Meluasnya penganiayaan mengakibatkan rangkaian kerusuhan di kamp subkontraktor Pentagon, hingga melibatkan seribu pekerja.

Di tengah-tengah penarikan pasukan Amerika di Irak dan Afghanistan, T.C.N telah menjadi bagian utuh dari strategi jangka panjang pemerintahan Obama, sebagai salah satu cara untuk mengganti tugas pasukan Amerika di wilayah tersebut. Namun beberapa pejabat tinggi militer Amerika melihat adanya kelemahan dari hal itu. Mereka menentang, sebagaimana Jenderal Stanley McChrystal lakukan sebelum ditarik dari Afghanistan musim panas lalu, bahwa meningkatnya logistik militer yang tak beraturan oleh T.C.N bisa mengacaukan tujuan militer Amerika.

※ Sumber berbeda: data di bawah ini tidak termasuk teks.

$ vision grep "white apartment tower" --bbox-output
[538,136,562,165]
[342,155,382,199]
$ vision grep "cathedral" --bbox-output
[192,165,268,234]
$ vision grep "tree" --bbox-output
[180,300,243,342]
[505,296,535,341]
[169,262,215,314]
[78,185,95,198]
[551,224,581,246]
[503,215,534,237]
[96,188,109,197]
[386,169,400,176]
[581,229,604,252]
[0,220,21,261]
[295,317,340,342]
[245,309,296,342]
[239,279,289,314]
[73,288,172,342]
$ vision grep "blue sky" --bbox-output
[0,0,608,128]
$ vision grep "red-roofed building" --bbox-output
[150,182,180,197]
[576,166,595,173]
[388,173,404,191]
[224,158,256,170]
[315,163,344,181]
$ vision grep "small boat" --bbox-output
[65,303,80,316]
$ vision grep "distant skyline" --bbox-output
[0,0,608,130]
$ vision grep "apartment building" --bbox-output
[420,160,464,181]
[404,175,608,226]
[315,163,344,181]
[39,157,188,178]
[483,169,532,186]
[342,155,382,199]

Kekhawatiran lain atas penganiayaan terhadap para pekerja asing telah menjadi ‘pelecehan terhadap hak asasi manusia yang tidak bisa ditoleransi,’ sebagaimana diungkapkan bekas Dewan Perwakilan Rakyat Amerika Serikat yang juga menjadi wakil ketua komisi untuk urusan perang, Christopher Shays.

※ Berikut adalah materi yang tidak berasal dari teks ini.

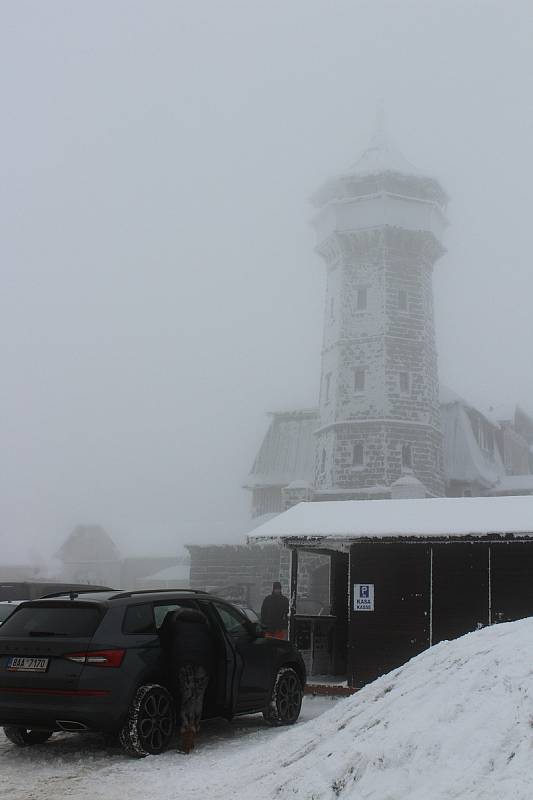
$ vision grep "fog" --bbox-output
[0,0,533,560]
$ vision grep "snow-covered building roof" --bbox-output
[348,111,420,175]
[142,564,191,583]
[492,475,533,494]
[248,497,533,543]
[312,113,448,212]
[441,402,505,488]
[245,408,319,489]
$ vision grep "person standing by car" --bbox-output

Meluasnya jasa pelayanan di masa perang – pertama kali diuji coba pada masa Clinton di Somalia dan Balkan – dirancang untuk mengurangi biaya yang memungkinkan para prajurit tetap focus pada perang. Kendati begitu, pada prakteknya, privatisasi militer justru melahirkan rantai yang membelit dari subkontrak asing yang kerap menyerbu keuntungan dan kecurangan. Komisi untuk urusan perang selanjutnya mengingatkan bahaya akan subkontraktor yang buruk dalam perencanaan, kurang terstruktur, dan kurang pengawasan. Dan secara khusus juga memperingatkan akan ketergantungan militer terhadap subkontraktor asing yang tidak bisa dipertanggungjawabkan pada pemerintah Amerika.

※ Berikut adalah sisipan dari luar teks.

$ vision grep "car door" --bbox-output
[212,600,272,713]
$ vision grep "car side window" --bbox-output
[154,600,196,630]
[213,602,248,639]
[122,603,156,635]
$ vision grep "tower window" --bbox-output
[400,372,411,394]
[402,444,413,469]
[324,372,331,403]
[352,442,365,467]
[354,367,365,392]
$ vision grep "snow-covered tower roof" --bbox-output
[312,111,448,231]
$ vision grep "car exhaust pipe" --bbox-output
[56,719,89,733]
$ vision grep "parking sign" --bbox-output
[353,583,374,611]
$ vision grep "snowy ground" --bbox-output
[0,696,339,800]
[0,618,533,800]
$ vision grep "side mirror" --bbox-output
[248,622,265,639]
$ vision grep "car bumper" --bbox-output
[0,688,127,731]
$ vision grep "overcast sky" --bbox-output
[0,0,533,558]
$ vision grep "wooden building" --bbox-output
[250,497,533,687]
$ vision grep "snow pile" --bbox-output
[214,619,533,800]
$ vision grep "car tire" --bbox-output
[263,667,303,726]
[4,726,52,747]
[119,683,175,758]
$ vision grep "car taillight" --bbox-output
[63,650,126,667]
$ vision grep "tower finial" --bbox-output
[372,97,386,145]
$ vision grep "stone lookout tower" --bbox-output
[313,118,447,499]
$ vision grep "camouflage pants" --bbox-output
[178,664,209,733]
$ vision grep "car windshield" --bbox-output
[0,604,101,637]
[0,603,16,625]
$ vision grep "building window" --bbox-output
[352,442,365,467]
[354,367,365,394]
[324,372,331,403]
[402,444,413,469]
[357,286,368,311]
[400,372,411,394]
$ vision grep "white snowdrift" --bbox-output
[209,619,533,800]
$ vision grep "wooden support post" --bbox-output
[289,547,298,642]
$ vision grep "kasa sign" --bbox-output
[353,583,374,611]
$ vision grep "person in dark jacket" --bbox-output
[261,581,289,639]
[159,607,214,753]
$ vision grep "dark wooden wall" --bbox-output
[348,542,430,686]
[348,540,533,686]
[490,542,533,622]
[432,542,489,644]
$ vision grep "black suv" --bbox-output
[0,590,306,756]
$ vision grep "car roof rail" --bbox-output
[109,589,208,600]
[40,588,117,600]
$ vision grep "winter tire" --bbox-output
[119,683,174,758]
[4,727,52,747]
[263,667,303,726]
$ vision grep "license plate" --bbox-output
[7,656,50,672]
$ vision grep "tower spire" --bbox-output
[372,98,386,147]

Proses alih daya (outsourcing) ini dimulai pada kesatuan-kesatuan utama pemerintah, dalam hal ini Pentagon, yang menyerahkan kontrak logistiknya (dengan nilai sebesar 50 juta dolar setahun) kepada tiga perusahaan besar: K.B.R. (bekas anak perusahaan Halliburton), DynCorp International dan Fluor. Ketiga perusahaan tersebut kemudian menjual kontrak mereka pada ratusan subkontraktor di seluruh dunia, banyak dari mereka berasal dari negara-negara Timur Tengah terdaftar dalam perusahan pelaku perdagangan manusia. Selanjutnya, firma-firma itu mengadakan ribuan agen tenaga kerja dunia ke tiga – operasi perekrutan kecil-kecilan seperti Meridian Service.

Sebuah cerita ttg perekrutan yang menggunakan sebuah iklan yang menggoda: ‘Salad Men’ untuk Timur Tengah muncul di sebuah surat kabar. Atau sebuah iklan pencarian kerja online diposting yang mengikrarkan “lowongan untuk koki/chef/master chef untuk satu orang terbaik…peluang kerja di Timur Tengah.”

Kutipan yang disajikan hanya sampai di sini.